C'est à ce titre, je pense, que l'on pouvait offrir à l'attention des chrétiens l'histoire fabuleuse d'Aristote. C'est à ce titre aussi que les bâtisseurs d'églises ne dédaignaient pas de sculpter cette aventure sur les chapiteaux des temples qu'ils élevaient. On peut la voir encore aujourd'hui sur l'un des premiers piliers de gauche dans l'église Saint-Pierre de Caen. Elle n'y figure pas seule, elle est accompagnée de celle de Virgile (ou d'Hippocrate, car on lui prête le même sort), suspendu dans un panier à l'étage d'une tour d'où l'on voit sortir deux têtes de femmes. Le même sculpteur y a joint l'image de Lancelot du Lac traversant les eaux sur la lame de son épée. Cette église bâtie vers la fin du quinzième siècle, atteste la longue popularité de ces vieux fabliaux. Moins connus aujourd'hui, ils n'ont plus de sens pour le vulgaire.
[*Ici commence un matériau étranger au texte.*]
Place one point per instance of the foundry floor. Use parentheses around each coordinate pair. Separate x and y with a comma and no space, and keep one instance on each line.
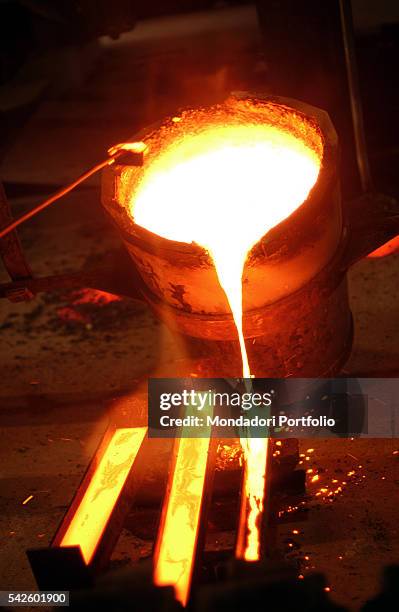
(61,360)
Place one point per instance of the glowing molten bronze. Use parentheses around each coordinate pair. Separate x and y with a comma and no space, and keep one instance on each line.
(222,178)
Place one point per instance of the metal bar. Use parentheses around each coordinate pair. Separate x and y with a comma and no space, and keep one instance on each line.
(252,526)
(181,531)
(86,522)
(10,246)
(354,96)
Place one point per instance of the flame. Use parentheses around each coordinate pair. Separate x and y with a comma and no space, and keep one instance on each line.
(178,536)
(101,495)
(224,186)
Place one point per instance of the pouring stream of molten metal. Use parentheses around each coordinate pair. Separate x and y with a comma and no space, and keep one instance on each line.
(224,189)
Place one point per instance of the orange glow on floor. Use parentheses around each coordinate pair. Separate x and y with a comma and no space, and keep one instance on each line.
(253,488)
(178,535)
(389,248)
(101,495)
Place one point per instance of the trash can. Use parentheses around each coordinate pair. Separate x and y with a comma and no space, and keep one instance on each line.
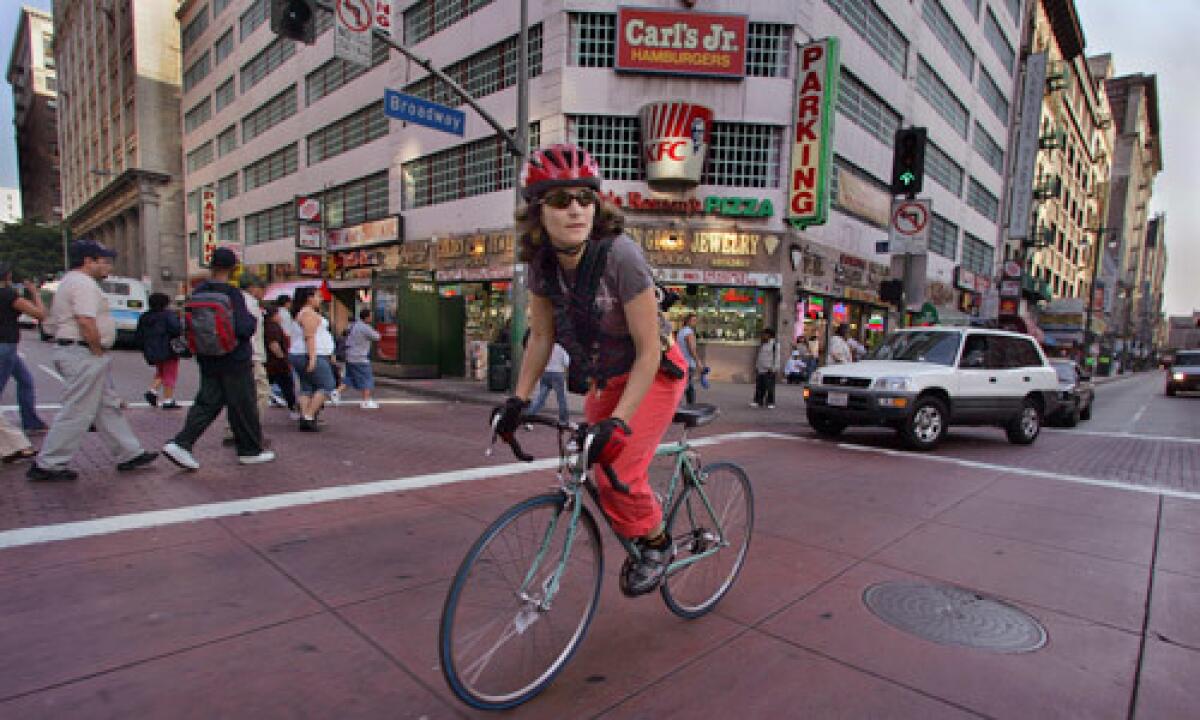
(499,366)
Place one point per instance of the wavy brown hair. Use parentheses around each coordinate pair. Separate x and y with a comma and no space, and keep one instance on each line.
(531,234)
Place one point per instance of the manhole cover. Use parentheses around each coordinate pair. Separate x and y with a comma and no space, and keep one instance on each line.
(952,616)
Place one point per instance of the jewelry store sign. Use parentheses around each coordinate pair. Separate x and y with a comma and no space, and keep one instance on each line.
(816,91)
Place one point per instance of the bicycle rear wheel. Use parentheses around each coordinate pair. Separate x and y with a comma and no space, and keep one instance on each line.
(696,527)
(499,646)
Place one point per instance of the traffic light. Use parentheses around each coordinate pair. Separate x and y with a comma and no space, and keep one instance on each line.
(295,19)
(909,161)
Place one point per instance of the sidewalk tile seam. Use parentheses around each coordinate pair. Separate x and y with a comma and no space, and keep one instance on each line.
(371,642)
(869,672)
(159,657)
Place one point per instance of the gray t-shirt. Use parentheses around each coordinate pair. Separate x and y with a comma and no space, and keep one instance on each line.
(625,276)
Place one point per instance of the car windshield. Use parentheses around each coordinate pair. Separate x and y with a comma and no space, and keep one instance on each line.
(1066,371)
(919,346)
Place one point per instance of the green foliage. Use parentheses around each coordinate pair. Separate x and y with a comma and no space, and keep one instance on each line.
(35,250)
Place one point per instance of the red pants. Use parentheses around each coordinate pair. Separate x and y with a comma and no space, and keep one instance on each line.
(636,514)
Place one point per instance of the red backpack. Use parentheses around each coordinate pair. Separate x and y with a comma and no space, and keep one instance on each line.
(209,324)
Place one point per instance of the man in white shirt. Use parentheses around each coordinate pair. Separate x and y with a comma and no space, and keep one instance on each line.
(839,348)
(84,330)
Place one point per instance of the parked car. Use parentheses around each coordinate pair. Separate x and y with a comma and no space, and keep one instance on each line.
(1183,373)
(921,381)
(1075,394)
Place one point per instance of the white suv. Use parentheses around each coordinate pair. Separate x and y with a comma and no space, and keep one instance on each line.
(921,381)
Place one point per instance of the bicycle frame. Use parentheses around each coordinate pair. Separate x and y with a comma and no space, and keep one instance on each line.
(574,480)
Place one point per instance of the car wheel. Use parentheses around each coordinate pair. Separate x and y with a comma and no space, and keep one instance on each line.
(927,425)
(1024,429)
(826,426)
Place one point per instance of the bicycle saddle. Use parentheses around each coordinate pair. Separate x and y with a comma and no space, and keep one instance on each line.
(696,415)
Il manquerait quelque chose à la légende d'Aristote si l'imagination des conteurs ne se fût également exercée sur sa mort. Déjà nous avons vu Jofroy de Waterford le faire évanouir comme «une flambe » qui monte au ciel. Cette fin tient du miracle, et le pieux dominicain ne pense pas qu'elle doive nous étonner. Tous ceux qui ont parlé d'Aristote n'ont pas été jusquelà; il en est qui ne font pas intervenir la puissance céleste pour détacher une si grande âme du corps qui lui servit d'asile. Le surnaturel disparaît dans le récit qu'ils font des derniers instants du philosophe; mais, il faut l'avouer, ce n'est pas pour laisser la place à l'histoire: il s'y mêle encore les caprices d'une fantaisie inventive.

Amable Jourdain cite trois fois le nom d'Algazel, traducteur arabe d'Aristote; il ne semble pas avoir eu connaissance d'un manuscrit latin du fonds de SaintVictor, coté autrefois sous le n° 32 et aujourd'hui sous celui de 14700. Ce volume in-folio du treizième siècle donne, au folio 77, col. 2, ro, la Métaphysique et la Physique d'Aristote. Un prologue précède ces deux traités; il a pour sujet la mort du philosophe: De morte Aristotelis.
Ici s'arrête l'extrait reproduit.